If there's any risk of credit damage, I think affected corporations should be mandated to provide one year's worth of credit monitoring for the impacted client base.  This seems only fair to the end clients.

And then there's the difficulty about non-client impacting data.  Say Pepsi has it's network cracked, and the 'secret recipe' is stolen.  There's no indication that any protected personal information was stolen, just proprietary manufacturing data.  Should they be required to disclose this?  If so, why?  Who's problem is it, really?  If the secret recipe is then used in a competing brand, they'd have the right to sue for espionage, but why notify their distribution network, or purchasers at the grocery store that their network was hacked and corporate proprietary information was stolen?  I don't see the necessity there. 

You also mention criminal liability for carelessness.  If someone puts a sql server with my name, address, SSN, and CC number in the database attached to the internet and leaves an admin password of "qwerty123", then yes.  This could be considered criminally negligent.  If, however, all best efforts were taken to prevent intrusion or compromise, such as firewalls, data encryption/protection, complex passwords, etc, then we cannot pin all the blame on the corporation or administrators for a compromise.  Hackers/crackers can and will take months or even years to find a weak spot in a network, and no active production network is 100% secure, period.  Hold the data thief criminally liable, not the company that made every effort to protect its consumers.
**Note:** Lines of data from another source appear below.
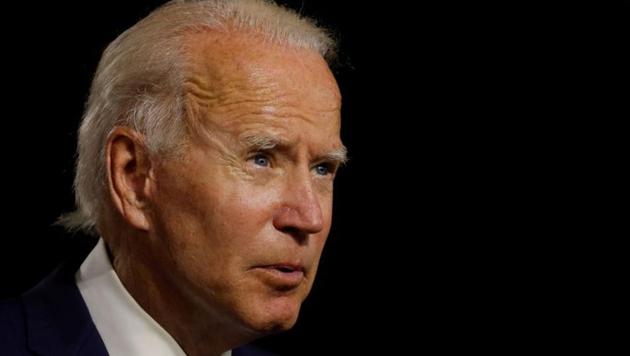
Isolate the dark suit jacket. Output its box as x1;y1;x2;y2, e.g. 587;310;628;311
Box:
0;241;271;356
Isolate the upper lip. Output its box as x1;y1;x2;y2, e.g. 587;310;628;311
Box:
260;263;306;273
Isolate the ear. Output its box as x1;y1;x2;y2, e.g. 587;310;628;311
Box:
106;127;152;231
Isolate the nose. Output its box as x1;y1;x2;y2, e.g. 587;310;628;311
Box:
273;173;324;237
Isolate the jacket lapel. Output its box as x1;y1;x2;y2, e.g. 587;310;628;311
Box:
22;248;108;356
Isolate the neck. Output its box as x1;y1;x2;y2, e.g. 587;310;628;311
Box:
105;229;256;356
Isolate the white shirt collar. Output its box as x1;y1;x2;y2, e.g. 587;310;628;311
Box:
75;239;232;356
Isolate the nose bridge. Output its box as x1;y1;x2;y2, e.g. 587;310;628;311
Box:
278;168;323;234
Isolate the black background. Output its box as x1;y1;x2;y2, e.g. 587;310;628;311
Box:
0;0;616;355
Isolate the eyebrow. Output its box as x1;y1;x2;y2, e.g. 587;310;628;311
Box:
242;134;348;166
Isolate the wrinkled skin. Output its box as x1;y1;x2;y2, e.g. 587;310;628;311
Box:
109;33;343;355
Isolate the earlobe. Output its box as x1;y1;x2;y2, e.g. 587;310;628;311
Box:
106;127;151;231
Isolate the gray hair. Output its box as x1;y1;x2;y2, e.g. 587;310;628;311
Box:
59;0;335;234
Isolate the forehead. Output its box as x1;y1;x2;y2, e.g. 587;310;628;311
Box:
184;32;341;143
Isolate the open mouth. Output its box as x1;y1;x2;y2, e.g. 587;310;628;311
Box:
256;264;305;289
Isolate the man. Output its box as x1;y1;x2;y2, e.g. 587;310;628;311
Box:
0;0;346;355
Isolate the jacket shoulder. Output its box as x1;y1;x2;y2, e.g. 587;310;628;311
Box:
0;298;32;356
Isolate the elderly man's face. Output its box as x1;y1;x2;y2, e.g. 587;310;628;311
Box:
150;35;343;333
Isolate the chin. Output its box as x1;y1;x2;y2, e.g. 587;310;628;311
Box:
247;297;301;335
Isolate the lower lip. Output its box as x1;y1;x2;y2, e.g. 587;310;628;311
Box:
256;267;304;289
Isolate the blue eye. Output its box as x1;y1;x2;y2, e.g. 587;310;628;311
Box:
315;164;330;176
253;155;269;167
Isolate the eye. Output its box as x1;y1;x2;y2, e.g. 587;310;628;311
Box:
251;153;269;167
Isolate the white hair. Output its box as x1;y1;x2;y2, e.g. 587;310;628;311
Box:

I'm absolutely interested in differing or agreeing viewpoints. 



An IT Admin's $0.02.  Obviously milage may vary.  No warranty is expressed or implied with this product.  Heads may explode with its use.  This data is proprietary and confidential and should be destroyed if read by anyone, ever.  Don't try this at home.  Be kind, rewind. 


Mar 8, 2009 3:43 PM Ralph DeFrangesco Ralph DeFrangesco  says: in response to JohnL


What a great post, you are way too funny. I like your points. I think we are on to something here. If we think this way, I am sure that there are a lot more poeple that feel the same way. So, if we tell two people and they tell two people about this, then that's at least twenty people. Please keep the comments coming!


Mar 11, 2009 10:34 AM Hank Hank  says: in response to Ralph DeFrangesco

I guess I take a different view since I have been burned! Make them wear the scarlet letter, publish them in the newspaper, radio, TV, whatever. When you go to a site and enter data, you expect that it will be protected. If they don't protect it, then they should pay. Like you said, I bet you see fewer sites being broken in to.